Voilà ce que l’Eglise doit apporter au monde d’aujourd’hui, le chemin de la paix par la réconciliation. C’est le trésor des chrétiens.
« Vous êtes le sel de la terre, vous êtes la lumière du monde », nous dit l’Évangile.
S’ils doivent être le sel de la terre et la lumière du monde, cela veut bien dire que les chrétiens ont une mission sur la terre.
Le pape nous montre dans ses voyages ce que cela veut dire.
Et pour le comprendre plus précisément, il est intéressant d’aller voir ce que le concile Vatican II nous dit.
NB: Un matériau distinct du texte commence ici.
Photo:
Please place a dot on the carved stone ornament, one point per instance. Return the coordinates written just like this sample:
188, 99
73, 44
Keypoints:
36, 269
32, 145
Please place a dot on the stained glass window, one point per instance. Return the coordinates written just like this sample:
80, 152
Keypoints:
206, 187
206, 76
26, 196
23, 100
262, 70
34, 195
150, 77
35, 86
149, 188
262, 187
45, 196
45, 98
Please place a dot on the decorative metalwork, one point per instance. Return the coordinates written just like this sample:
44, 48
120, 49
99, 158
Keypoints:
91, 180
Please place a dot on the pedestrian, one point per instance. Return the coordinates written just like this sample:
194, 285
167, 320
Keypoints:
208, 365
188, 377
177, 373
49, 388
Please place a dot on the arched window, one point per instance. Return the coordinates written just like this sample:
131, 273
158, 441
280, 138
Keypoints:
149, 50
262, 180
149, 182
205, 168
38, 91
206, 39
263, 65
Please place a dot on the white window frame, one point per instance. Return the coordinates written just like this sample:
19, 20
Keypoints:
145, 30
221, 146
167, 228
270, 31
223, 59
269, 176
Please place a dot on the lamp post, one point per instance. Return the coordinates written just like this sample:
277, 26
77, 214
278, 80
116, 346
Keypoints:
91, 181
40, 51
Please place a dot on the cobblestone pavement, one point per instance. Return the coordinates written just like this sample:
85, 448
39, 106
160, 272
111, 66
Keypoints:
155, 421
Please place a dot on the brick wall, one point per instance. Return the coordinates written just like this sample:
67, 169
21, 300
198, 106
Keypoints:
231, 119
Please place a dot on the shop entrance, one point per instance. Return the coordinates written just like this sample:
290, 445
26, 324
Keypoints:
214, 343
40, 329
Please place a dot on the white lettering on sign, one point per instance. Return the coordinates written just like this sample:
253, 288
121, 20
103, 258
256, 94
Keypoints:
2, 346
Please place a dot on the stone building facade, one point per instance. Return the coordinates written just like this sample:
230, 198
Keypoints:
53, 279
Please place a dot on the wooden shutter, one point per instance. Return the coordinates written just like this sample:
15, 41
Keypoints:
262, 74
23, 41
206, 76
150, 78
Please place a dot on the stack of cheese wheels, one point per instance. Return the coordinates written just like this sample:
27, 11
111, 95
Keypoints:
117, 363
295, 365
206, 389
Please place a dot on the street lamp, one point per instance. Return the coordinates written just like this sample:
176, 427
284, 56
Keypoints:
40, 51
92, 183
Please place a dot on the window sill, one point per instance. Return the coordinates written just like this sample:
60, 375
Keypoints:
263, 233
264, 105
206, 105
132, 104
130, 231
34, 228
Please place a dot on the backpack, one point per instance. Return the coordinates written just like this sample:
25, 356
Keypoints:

Dans la grande constitution Gaudium et Spes, texte fondamental sur les rapports de l’Eglise avec le monde, il y a tout un chapitre sur le rôle de l’Eglise par rapport au monde, ce qu’elle peut lui apporter. Étant donné son rayonnement universel, et ses valeurs communes selon l’Évangile, l’Eglise invite chacun à travailler pour la paix et l’unité.
Je vous cite ce grand texte, n° 42 : « comme l’Eglise n’est liée à aucune forme particulière de culture ni à aucun système politique économique ou social, l’Eglise peut être un lien très étroit entre les différentes communautés humaines et entre les différentes nations ».
Et plus loin : « l’Eglise avertit ses fils et même tous les hommes qu’il leur faut dépasser, dans cet esprit de la famille des enfants de Dieu, toutes les dissensions entre nations et entre races ».
Le sel de la terre a un gout de paix et la lumière un gout d’unité. Sachons en vivre pour le répandre à travers le monde.